Онлайн книга «Туда и обратно»

Cтраница 17

В Няксимвольские юрты мы приехали ночью. Оленей здесь сменить можно, и я решил это сделать, несмотря на оппозицию Никифора. Он всё время настаивал, чтоб нам ехать на оурвинских оленях на проход, без смены, приводя самые несообразные аргументы и чиня мне всякие препятствия при переговорах. Я долго дивился его поведению, пока не понял, что он заботится об обратном пути: на оурвинских оленях он вернётся обратно в чум, где оставил своих. Но я не сдался, и за 18 рублей мы наняли свежих оленей до Никито-Ивдельского, большого золотопромышленного села под Уралом. Это последний пункт оленьего тракта. Оттуда до железной дороги придется ещё вёрст полтораста проехать на лошадях. От Няксимволи до Ивделя считается 250 вёрст – сутки хорошей езды.

Здесь повторилась та же история, что в Оурви: ночью ловить оленей невозможно; пришлось заночевать.

Остановились мы в бедной зырянской избе.

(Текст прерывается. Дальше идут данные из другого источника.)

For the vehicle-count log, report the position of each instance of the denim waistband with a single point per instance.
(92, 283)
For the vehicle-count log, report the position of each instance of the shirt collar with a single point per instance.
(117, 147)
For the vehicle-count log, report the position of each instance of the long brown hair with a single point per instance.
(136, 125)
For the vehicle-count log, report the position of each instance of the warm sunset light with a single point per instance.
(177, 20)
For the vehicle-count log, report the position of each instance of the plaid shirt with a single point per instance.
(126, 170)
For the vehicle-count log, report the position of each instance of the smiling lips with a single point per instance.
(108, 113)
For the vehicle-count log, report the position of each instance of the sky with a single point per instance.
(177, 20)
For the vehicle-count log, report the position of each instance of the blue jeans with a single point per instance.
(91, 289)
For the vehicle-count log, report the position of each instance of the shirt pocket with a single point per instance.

Хозяин служил раньше приказчиком у купца, но не поладил и теперь сидит без места и без работы. Он сразу поразил меня своей литературной некрестьянской речью. Мы разговорились. Он с полным пониманием рассуждал о возможностях разгона Думы, о шансах правительства на новый заём.

– Издан ли весь Герцен? – справился он между прочим.

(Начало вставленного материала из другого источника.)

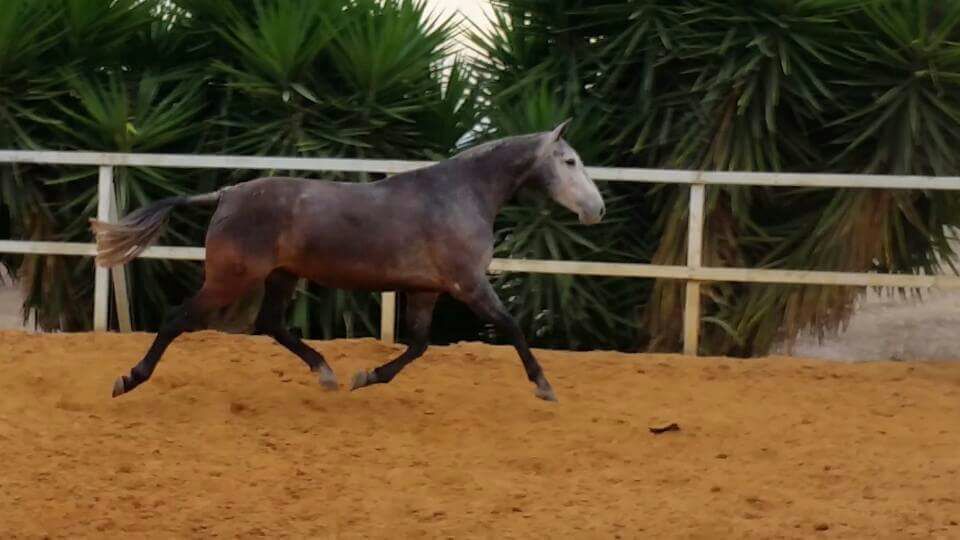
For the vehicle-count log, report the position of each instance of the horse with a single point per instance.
(424, 233)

И в то же время этот просвещённый человек – чистейший варвар. Он пальцем о палец не ударит, чтоб помочь своей жене, которая содержит всю семью. Она печёт для остяков хлебы – две печи в сутки. Дрова и воду носит на себе. Да кроме того дети у неё же на руках. Всю ночь, что мы провели у неё, она не ложилась ни на час. За перегородкой горела лампочка, и по шуму слышно было, что идет какая-то тяжелая возня с тестом. Утром она по прежнему была на ногах, ставила самовар, одевала детей и подавала проснувшемуся мужу высохшие пимы.

– Что же муж-то ваш вам не помогает? – спросил я её, когда мы с ней остались в избе одни.

– Да работы ему настоящей нету. Рыбу тут промышлять – негде. За пушниной охотиться он не привычен. Земли тут не пашут, – в прошлом году только первый раз соседи пахать пробовали. Что ж ему делать-то? А по домашности наши мужики не работают. Да и ленивы они, надо правду сказать, не многим лучше остяков. Оттого-то русские девки никогда за зырян замуж не выходят. Что ей за охота в петлю лезть? Это только мы, зырянки, привыкли.

– А зырянки за русских замуж выходят?

– Сколько хочешь. Русские мужики любят на наших бабах жениться, потому что против зырянки никто не сработает. Но только за зырянина русская девка никогда не пойдет. Такого и случая не было.

– Вы вот говорили, что ваши соседи пробовали пахать. Что ж – уродило у них?

– Хорошо уродило. Один полтора пуда ржи посеял – собрал тридцать пудов. Другой пуд посеял – собрал двадцать пудов. Вёрст сорок отсюда до пашни.

Няксимволи – первое место на пути, где я услышал о земледельческих попытках.


Выехать отсюда нам удалось только после полудня. Новый ямщик, как все ямщики, обещал выехать чуть свет, а в действительности привёл оленей только к 12 часам дня. С нами он отправил мальчика.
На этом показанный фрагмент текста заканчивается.